Geometry Graffiti — Polygons in the Hallways
- Grades: 6–8
I L-O-V-E teaching geometry. I really do. Maybe it’s because it is that part of mathematics that is so visual. Even the abstractness of polyhedral views can be easily understood with all of the technology and Web sites dedicated to creating 3-D images.
Making the transition from polygons, interior angle sums, exterior angle measurements, and lines of symmetry to polyhedral views can be a bit tricky. One of the final steps I take in preparing my 6th grade students for stretching their perspective and tackling the volume and surface area of these beautiful figures is to create polygon graffiti on the walls of our school’s hallways. Using painter’s tape, protractors, and a graphic organizer, my students select a regular or irregular polygon to replicate in the hallway.
Polygon Graffiti Requirements
I have had polygons that had vertices on the ceiling as well as polygons that wrapped around corners of corridors. The shapes are actually quite beautiful. There are many possibilities to this culminating activity. Here are the requirements that I set for my students:
- Include one side that measures two feet (we know what this means for regular polygons).
- Use the equation (n - 2)180 to calculate the sum of the interior angles.
- Indicate lines of congruence with green painter’s tape.
- Indicate lines of symmetry with dotted pieces of green painter’s tape.
- Label the measure of all interior angles.
- Post the name of the polygon beside the figure.

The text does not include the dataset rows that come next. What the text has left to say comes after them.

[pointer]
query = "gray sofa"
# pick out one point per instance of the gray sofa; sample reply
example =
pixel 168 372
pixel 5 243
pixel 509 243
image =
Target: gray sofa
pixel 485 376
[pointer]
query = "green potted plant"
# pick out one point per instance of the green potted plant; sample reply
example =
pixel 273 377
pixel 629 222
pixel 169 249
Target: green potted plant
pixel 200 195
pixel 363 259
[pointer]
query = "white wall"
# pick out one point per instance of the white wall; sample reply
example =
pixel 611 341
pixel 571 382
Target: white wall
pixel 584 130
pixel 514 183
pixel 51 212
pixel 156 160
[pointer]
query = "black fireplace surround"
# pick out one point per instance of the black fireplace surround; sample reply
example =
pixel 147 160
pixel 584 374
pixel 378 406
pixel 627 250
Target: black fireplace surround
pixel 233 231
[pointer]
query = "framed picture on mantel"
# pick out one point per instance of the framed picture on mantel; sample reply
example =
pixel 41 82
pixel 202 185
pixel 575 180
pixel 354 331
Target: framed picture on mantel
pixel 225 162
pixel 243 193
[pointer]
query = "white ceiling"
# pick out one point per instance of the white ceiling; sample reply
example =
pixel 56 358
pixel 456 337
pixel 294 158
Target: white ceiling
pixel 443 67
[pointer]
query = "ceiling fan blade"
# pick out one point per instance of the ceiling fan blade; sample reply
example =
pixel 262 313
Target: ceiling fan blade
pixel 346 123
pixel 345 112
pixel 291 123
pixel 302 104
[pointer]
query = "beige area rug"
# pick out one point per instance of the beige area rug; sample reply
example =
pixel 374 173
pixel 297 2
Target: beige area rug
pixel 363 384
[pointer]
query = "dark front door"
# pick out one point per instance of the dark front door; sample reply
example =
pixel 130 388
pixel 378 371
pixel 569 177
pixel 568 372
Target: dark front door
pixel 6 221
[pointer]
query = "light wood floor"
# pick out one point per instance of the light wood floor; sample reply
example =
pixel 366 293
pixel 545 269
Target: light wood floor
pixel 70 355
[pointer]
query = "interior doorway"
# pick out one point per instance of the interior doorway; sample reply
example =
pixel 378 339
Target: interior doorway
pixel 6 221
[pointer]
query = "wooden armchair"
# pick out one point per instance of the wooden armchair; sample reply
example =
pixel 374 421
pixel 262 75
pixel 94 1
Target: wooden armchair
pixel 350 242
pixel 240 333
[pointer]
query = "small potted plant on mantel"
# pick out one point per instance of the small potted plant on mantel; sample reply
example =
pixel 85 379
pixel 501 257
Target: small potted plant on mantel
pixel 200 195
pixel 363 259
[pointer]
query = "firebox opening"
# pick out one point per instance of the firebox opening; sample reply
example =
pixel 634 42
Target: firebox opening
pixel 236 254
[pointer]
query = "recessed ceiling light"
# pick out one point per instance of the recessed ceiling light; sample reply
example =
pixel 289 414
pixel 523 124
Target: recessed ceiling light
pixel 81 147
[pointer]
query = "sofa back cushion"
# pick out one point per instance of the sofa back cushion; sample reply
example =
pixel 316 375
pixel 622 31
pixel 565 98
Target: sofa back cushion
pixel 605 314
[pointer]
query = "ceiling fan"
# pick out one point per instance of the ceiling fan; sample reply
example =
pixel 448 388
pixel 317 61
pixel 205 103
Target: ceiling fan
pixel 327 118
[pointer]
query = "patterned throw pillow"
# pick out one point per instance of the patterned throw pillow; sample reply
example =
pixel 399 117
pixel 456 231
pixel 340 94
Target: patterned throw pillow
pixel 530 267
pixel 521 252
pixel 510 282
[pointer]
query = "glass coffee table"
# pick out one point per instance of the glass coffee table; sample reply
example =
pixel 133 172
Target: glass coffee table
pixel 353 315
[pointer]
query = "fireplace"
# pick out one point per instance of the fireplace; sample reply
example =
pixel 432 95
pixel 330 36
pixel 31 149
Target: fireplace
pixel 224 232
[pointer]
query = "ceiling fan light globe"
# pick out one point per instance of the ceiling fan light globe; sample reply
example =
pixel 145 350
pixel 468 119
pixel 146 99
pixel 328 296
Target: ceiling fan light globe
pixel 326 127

- Post a graphic organizer with all information completed.
Feel free to use the graphic organizer that I require my students to complete. You may also want to have your students explore this Math Is Fun page before they fill out the polyhedral view for their polygon.
It generally takes about two hours for the students to complete this activity. For those that finish their polygon early, I have other polygon name cards laminated and ready to go for them. Many of my students like the challenge of completing more than one figure, especially the irregular dodecagon and hendecagon (undecagon). I hope you try this with your students. It’s great as a review before standardized testing and as an alternate form of assessment.